Charlie washed down his chicken chow mein with a mouthful of dark and heavy ale. It was a uniquely disgusting combination, he reflected, as the two cultures waged chemical warfare on his palate.

"Here, look", he said, pointing at Peter's side-plate. "You haven't touched your cookie."

It was a cashew-shaped fortune cookie accompanying the bill, which the waiter had brought (unbidden) with the final course. Placing down his own ale, Peter took the cookie, broke in half, and pulled loose the tiny sheet of printed paper inside. He read it aloud.

FIND INSPIRATION IN THE WORK OF OTHERS

The words had an instantaneous and profound impact on him.

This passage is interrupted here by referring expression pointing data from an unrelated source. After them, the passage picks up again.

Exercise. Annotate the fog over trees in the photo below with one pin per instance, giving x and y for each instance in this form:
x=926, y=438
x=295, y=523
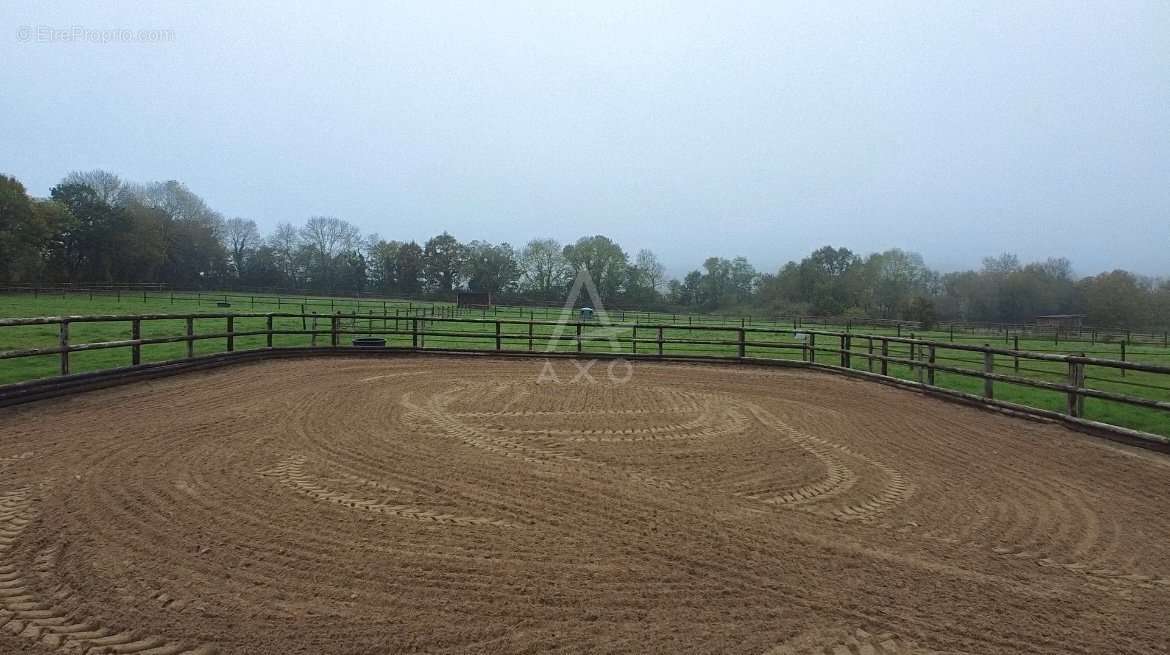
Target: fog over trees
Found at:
x=96, y=227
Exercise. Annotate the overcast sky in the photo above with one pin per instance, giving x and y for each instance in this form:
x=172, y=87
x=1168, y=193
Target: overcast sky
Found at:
x=694, y=129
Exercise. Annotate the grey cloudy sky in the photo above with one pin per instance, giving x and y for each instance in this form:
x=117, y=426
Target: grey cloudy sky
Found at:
x=694, y=129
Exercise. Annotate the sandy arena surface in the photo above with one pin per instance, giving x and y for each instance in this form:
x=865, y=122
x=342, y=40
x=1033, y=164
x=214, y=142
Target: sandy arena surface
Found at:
x=465, y=505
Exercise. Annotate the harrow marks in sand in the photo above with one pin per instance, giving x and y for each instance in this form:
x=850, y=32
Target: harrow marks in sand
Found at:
x=467, y=505
x=47, y=620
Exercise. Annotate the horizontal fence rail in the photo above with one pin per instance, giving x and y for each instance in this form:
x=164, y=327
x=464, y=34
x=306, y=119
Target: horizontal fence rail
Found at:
x=305, y=301
x=914, y=360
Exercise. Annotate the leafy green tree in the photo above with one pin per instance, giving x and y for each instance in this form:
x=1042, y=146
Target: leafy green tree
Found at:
x=442, y=262
x=490, y=268
x=26, y=232
x=408, y=264
x=604, y=260
x=545, y=271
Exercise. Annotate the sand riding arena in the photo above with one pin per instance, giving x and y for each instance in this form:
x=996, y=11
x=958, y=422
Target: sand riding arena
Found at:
x=442, y=504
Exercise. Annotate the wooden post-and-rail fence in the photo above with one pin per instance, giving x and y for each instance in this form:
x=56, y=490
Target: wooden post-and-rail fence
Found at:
x=922, y=358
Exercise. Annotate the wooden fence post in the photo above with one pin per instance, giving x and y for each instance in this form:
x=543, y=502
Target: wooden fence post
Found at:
x=136, y=351
x=989, y=366
x=1075, y=379
x=63, y=343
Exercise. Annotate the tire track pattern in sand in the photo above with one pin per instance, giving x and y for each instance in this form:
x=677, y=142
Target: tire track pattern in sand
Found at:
x=461, y=505
x=291, y=473
x=31, y=616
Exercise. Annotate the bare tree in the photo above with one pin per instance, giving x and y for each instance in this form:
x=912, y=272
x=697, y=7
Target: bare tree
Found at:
x=240, y=235
x=330, y=236
x=543, y=264
x=652, y=271
x=284, y=242
x=105, y=185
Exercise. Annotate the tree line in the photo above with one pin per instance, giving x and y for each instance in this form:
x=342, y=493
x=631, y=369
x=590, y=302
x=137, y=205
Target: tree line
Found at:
x=96, y=227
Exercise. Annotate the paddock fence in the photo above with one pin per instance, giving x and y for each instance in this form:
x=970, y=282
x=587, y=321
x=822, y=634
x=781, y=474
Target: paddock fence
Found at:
x=1127, y=397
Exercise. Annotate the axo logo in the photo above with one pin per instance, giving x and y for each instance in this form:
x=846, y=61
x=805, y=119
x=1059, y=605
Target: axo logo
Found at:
x=593, y=318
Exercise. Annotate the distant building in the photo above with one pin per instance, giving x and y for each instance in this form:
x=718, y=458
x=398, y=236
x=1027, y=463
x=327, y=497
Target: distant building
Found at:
x=1061, y=321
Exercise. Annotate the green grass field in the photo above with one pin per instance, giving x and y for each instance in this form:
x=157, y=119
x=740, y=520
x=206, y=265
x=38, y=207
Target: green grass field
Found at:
x=470, y=332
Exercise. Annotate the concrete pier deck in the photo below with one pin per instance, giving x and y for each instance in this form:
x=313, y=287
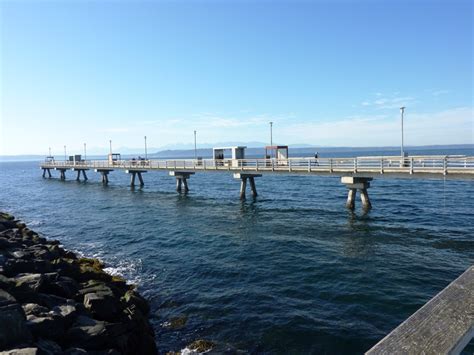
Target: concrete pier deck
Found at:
x=444, y=325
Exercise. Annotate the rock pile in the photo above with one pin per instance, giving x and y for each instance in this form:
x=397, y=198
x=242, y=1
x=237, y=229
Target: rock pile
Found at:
x=52, y=302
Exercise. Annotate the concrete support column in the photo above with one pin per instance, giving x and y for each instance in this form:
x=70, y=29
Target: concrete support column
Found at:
x=46, y=170
x=253, y=187
x=350, y=204
x=243, y=187
x=140, y=178
x=133, y=174
x=364, y=197
x=355, y=183
x=105, y=175
x=243, y=183
x=182, y=180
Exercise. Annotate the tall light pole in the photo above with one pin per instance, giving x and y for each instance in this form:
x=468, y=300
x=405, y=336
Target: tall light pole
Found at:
x=402, y=111
x=271, y=133
x=195, y=146
x=271, y=138
x=146, y=151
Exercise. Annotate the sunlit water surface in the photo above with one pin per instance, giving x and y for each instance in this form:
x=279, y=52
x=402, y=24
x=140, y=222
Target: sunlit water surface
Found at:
x=290, y=272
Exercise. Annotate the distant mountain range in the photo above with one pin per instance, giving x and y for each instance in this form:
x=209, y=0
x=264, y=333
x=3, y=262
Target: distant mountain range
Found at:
x=256, y=149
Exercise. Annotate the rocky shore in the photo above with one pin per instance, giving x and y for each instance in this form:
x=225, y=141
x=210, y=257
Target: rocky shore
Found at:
x=53, y=302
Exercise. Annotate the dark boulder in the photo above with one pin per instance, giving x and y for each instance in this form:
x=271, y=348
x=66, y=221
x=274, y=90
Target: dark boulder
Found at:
x=34, y=309
x=13, y=329
x=48, y=347
x=22, y=351
x=103, y=306
x=132, y=297
x=47, y=326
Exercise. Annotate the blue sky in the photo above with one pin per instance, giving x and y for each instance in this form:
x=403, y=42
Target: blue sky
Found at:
x=326, y=73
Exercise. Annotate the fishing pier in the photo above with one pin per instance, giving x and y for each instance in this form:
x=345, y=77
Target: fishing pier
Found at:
x=356, y=173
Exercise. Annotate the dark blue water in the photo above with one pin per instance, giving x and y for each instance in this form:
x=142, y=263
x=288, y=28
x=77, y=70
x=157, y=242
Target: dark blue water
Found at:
x=290, y=272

It was as if some hermit-sage from the high Himalayas had reached out of his food and slapped him across the face. It was suddenly clear what he had to do.

"I shouldn't be a writer," he announced, to Charlie's relief. "No. My gifts never lay in the writing sphere. I see that now. I'm meant to use my directorial talents to enhance the work of others."

Meanwhile, on the other side of the pub, a promising teenage song-writer was dining alone. She cracked open her fortune cookie and read quietly:

GIVE UP; YOU'RE SHIT

Devastating, right down to the precise and pointed semicolon.